New York-based Hess sold $7.8 billion worth of assets last year, including energy storage terminals and other properties, to focus almost exclusively on finding and extracting oil and natural gas.
Despite the sharpened focus, the latest output figures disappointed Wall Street, and Hess’ 2014 production forecast came in “soft,” Capital One Securities analyst Phillips Johnston said in a note to clients.
Hess produced 307,000 barrels of oil equivalent per day in the fourth quarter, down from 396,000 boe/d a year earlier.
Roughly 20,000 boe/d of the drop was due to political instability in Libya. Hess partners there with Libya’s National Oil Corp, which controls the nation’s production.

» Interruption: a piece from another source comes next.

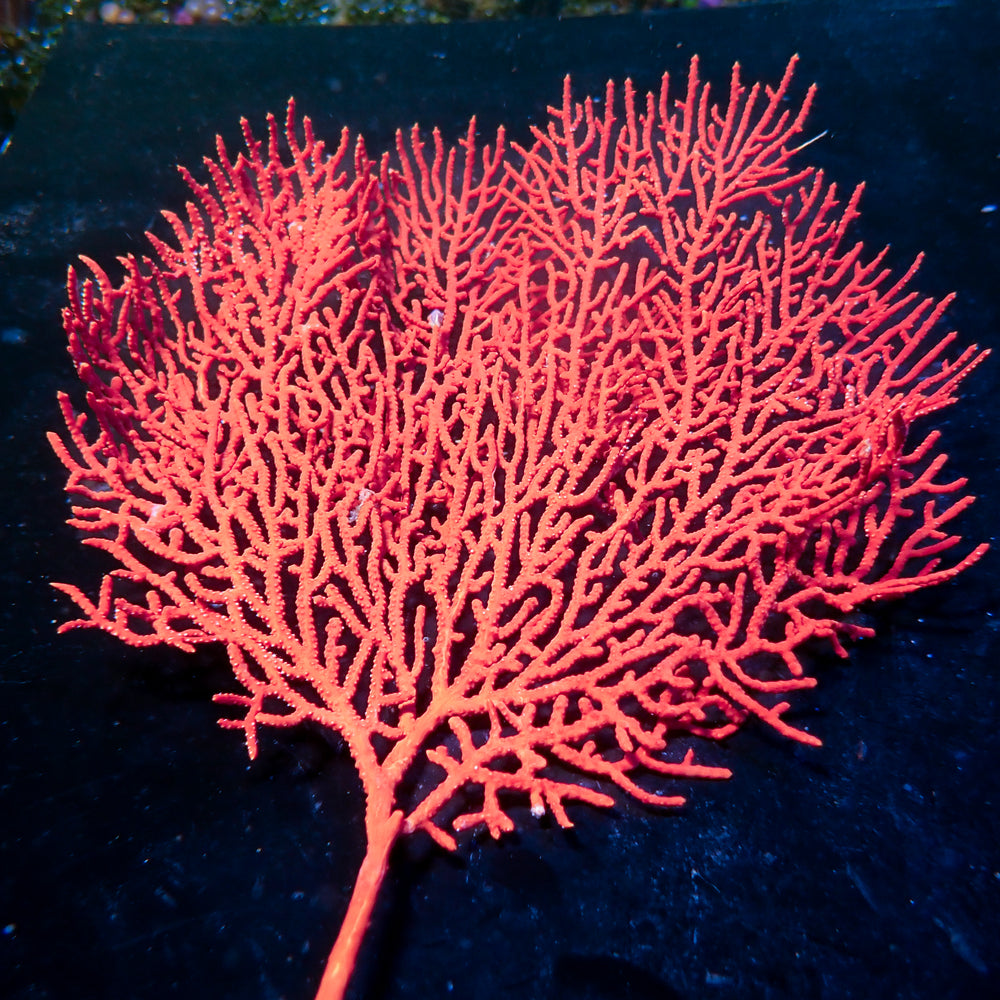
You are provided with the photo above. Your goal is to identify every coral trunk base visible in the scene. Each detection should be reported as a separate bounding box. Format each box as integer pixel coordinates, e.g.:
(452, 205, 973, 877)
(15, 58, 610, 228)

In the U.S. Gulf, production slipped 35,000 boe/d because of a pipeline shutdown.
Part of the production drop also was due to asset sales undertaken to appease unhappy investors. They include hedge fund Elliott Management, which won three seats on the company’s board last year.
Hess continued the trend on Wednesday, announcing it sold 74,000 acres in Ohio’s Utica shale for $924 million to an undisclosed buyer.
For the fourth quarter, Hess reported net income of $1.93 billion, or $5.76 per share, compared with $374 million, or $1.10 per share, a year earlier.
Excluding one-time gains from asset sales, the company earned 96 cents per share. By that measure, analysts on average had expected $1.08, according to Thomson Reuters I/B/E/S.
Hess expects production to increase 5 percent to 8 percent each year through 2017. Much of the growth will come in North Dakota’s Bakken shale formation, where the company holds about 645,000 acres and plans to spend the bulk of its 2014 capital budget.
“This coming year will be one in which the company and its shareholders continue to benefit from our new focus,” Chief Executive Officer John Hess said on a conference call with investors.
As part of the shift away from refining and the retail businesses, Hess said earlier this month that it would try to spin off its gas station and convenience store network, which analysts believe could be worth more than $1.5 billion.
Shares of Hess were up 0.8 percent at $77.40 in morning trading on Wednesday.